Wist jij dat het lichaam meer dan 600 spieren bevat? Spieren helpen bij het pompen van het bloed door het lichaam maar zijn ook van levensbelang om weg te sprinten voor een tijger als je in nood bent. Een spier heet in het latijn musculus en is een weefselstructuur van cellen die de eigenschap hebben te kunnen samentrekken (contraheren) waardoor beweging mogelijk is. Spieren zijn gemaakt van een elastisch vezels (het heeft wat weg van een rubberenband). Duizenden smalle spiervezels zijn samengedrukt tot een spier.
Inhoudsopgave
Soorten spieren
Er zijn drie soorten spieren, namelijk:
- Dwarsgestreept spierweefsel: deze bestaat uit lange, veelkernige spiervezels. Deze zitten vooral in skeletspieren, die onder willekeurige controle staan en de botten met elkaar verbinden.
- Glad spierweefsel: deze staat niet onder willekeurige controle en vind je vooral in het maag-darmstelsel, bloedvaten, luchtwegen, voortplantingsorganen.
- Hartspierweefsel: deze heeft 1 of 2 kernen en is lang en vertakt.
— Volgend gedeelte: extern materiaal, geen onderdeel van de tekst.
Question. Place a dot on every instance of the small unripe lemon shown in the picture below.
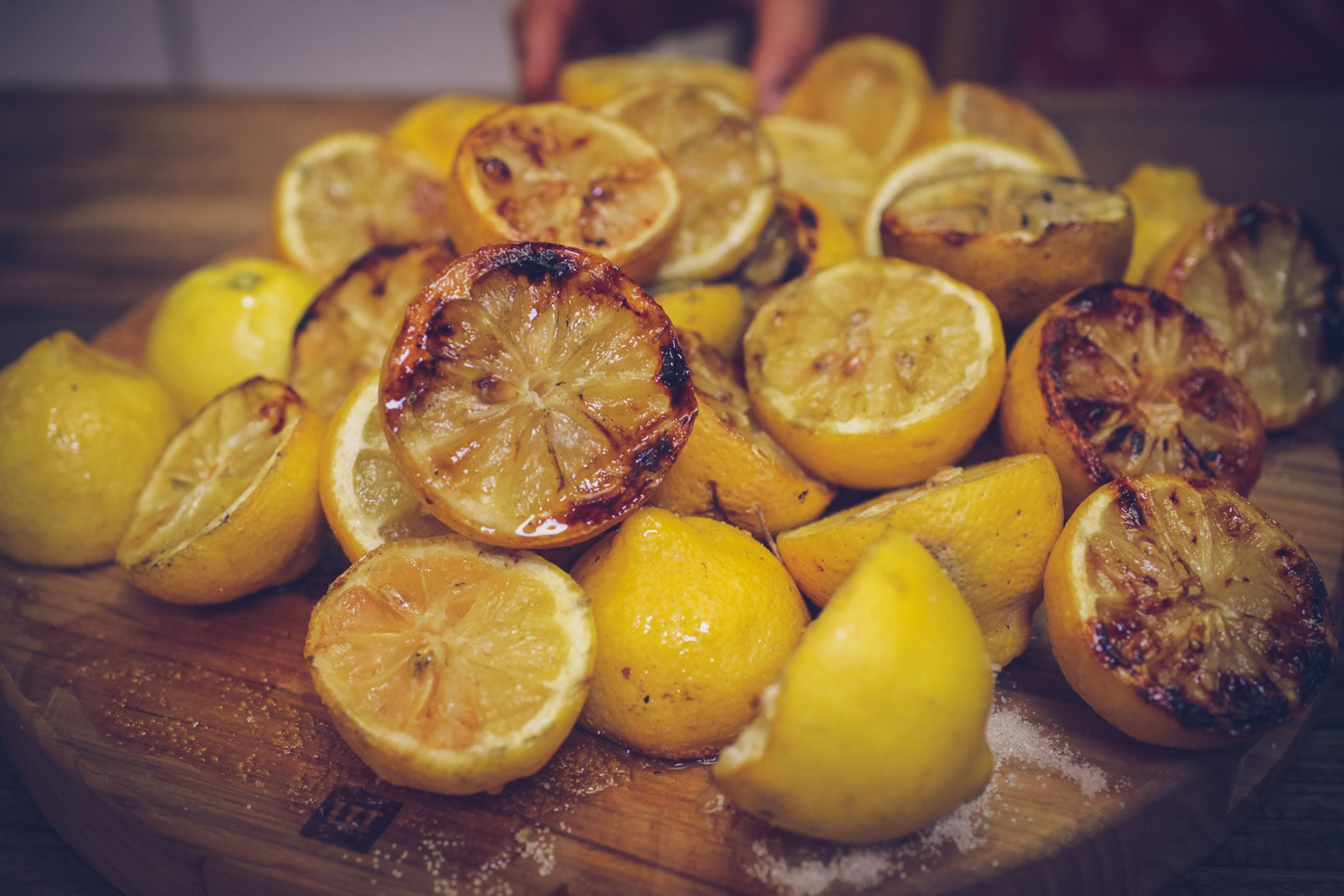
(81, 433)
(223, 324)
(694, 620)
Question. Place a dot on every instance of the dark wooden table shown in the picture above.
(108, 198)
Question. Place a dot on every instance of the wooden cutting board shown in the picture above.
(182, 750)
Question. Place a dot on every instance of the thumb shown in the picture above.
(788, 34)
(541, 34)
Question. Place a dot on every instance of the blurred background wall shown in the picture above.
(257, 44)
(426, 46)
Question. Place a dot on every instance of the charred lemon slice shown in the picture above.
(345, 331)
(1020, 236)
(731, 469)
(535, 395)
(1120, 379)
(557, 173)
(1268, 282)
(725, 167)
(1185, 615)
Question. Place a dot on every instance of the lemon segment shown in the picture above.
(452, 667)
(223, 324)
(1023, 238)
(801, 236)
(968, 109)
(1185, 615)
(352, 190)
(535, 395)
(873, 88)
(897, 644)
(557, 173)
(731, 469)
(1166, 199)
(366, 499)
(712, 310)
(694, 620)
(1266, 281)
(600, 79)
(232, 506)
(989, 526)
(821, 163)
(81, 433)
(954, 156)
(435, 127)
(347, 328)
(875, 373)
(1118, 379)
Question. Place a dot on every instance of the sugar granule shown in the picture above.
(1013, 735)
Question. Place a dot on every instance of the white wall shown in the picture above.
(258, 44)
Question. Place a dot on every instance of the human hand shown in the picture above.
(788, 33)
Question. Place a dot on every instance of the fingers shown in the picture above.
(788, 34)
(541, 33)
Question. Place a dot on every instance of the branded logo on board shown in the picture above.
(351, 818)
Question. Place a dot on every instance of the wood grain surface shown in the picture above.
(156, 735)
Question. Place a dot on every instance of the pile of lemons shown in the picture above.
(574, 386)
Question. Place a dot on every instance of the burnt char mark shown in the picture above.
(1235, 705)
(675, 374)
(276, 410)
(1332, 312)
(1332, 327)
(1190, 715)
(808, 216)
(1131, 509)
(1089, 414)
(371, 262)
(535, 262)
(655, 457)
(1196, 460)
(1213, 395)
(1128, 439)
(1249, 219)
(1092, 299)
(494, 168)
(1107, 649)
(1164, 305)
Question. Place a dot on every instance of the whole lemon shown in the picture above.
(877, 726)
(694, 620)
(81, 433)
(223, 324)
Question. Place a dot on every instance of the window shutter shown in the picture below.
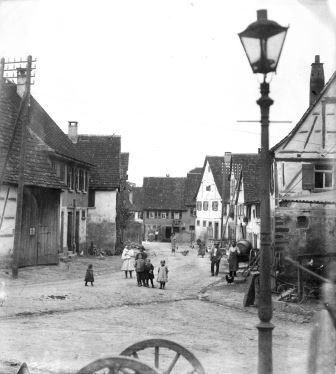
(307, 176)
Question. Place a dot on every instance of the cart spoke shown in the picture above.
(171, 366)
(157, 353)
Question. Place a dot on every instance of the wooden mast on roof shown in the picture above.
(17, 249)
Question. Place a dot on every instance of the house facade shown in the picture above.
(304, 209)
(164, 211)
(48, 156)
(233, 179)
(104, 185)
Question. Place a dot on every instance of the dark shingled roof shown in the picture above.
(44, 126)
(164, 193)
(138, 196)
(193, 181)
(38, 171)
(249, 164)
(104, 152)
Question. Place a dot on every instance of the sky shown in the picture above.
(169, 76)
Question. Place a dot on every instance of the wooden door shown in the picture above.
(29, 234)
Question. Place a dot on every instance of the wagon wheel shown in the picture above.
(117, 365)
(180, 352)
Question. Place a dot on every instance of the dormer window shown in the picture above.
(323, 176)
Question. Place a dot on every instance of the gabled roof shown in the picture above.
(38, 171)
(248, 163)
(137, 199)
(164, 193)
(194, 178)
(45, 127)
(305, 115)
(104, 152)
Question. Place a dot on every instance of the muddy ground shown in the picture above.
(56, 325)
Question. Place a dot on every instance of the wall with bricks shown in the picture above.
(304, 228)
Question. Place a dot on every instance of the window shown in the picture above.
(91, 198)
(323, 176)
(302, 222)
(215, 205)
(70, 177)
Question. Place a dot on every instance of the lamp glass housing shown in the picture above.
(263, 41)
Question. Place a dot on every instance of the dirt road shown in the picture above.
(56, 325)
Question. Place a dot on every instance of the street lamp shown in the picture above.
(263, 41)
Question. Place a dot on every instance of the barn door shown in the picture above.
(29, 237)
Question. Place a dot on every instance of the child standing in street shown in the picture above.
(140, 270)
(149, 272)
(89, 275)
(162, 277)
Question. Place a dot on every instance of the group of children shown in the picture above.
(144, 270)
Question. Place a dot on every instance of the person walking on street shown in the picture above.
(149, 272)
(162, 277)
(89, 275)
(140, 269)
(173, 243)
(128, 261)
(233, 261)
(215, 257)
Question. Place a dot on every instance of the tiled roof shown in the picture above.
(310, 109)
(164, 193)
(37, 171)
(104, 152)
(193, 181)
(326, 197)
(249, 164)
(44, 126)
(138, 196)
(124, 159)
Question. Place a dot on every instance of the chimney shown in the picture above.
(73, 131)
(21, 75)
(316, 80)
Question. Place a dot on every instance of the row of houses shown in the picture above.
(222, 198)
(71, 183)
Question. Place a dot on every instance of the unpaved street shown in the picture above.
(56, 325)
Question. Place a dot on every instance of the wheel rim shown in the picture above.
(118, 364)
(180, 352)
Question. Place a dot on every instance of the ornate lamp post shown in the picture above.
(263, 41)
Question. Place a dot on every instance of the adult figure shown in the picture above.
(142, 252)
(215, 257)
(233, 259)
(128, 257)
(173, 243)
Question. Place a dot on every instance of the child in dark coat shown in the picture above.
(149, 272)
(162, 276)
(89, 275)
(140, 270)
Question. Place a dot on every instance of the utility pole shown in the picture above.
(17, 249)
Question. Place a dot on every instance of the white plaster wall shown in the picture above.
(105, 207)
(209, 196)
(8, 224)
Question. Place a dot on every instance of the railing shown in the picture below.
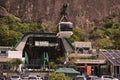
(4, 55)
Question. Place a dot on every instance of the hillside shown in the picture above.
(81, 12)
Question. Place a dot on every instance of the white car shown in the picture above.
(108, 77)
(15, 77)
(80, 77)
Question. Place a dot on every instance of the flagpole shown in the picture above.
(44, 61)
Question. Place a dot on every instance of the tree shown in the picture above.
(14, 63)
(58, 76)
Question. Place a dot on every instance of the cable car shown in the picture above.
(65, 29)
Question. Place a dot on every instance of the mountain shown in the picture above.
(81, 12)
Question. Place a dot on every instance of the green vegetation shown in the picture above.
(14, 63)
(107, 36)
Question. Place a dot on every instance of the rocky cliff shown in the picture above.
(80, 12)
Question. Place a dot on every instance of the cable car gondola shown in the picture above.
(65, 29)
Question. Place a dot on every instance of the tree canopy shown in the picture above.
(107, 36)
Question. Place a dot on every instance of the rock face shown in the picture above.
(80, 12)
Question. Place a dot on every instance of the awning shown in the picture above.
(67, 70)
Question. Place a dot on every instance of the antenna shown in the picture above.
(64, 12)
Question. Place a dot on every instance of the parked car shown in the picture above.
(32, 78)
(80, 77)
(108, 77)
(25, 78)
(15, 77)
(92, 77)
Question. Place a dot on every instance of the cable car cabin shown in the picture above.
(65, 29)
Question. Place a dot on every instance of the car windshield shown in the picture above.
(15, 77)
(32, 77)
(108, 77)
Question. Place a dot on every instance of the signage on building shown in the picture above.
(41, 43)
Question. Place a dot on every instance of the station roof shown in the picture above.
(113, 56)
(83, 44)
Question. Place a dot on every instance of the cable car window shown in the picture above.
(65, 27)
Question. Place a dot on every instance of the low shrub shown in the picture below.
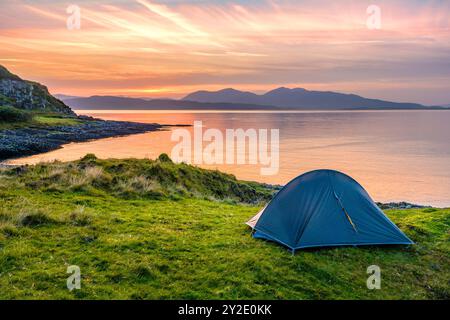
(11, 114)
Het hart is in zijn geheel een onwillekeurige spier die continu werkt.
Aanhechting van een spier
De spieren die vastzitten aan het skelet zit meestal met twee of meer bevestigpunten vast aan het skelet. De oorsprong wordt origo (‘oorsprong’) genoemd en is het bevestigingspunt van een spier dat bij contractie van de spier niet beweegt. De insertie is het bevestigingspunt dat bij contractie wel beweeg en zit dus vast aan het andere gewricht zodat je een beweging van het lichaam krijgt.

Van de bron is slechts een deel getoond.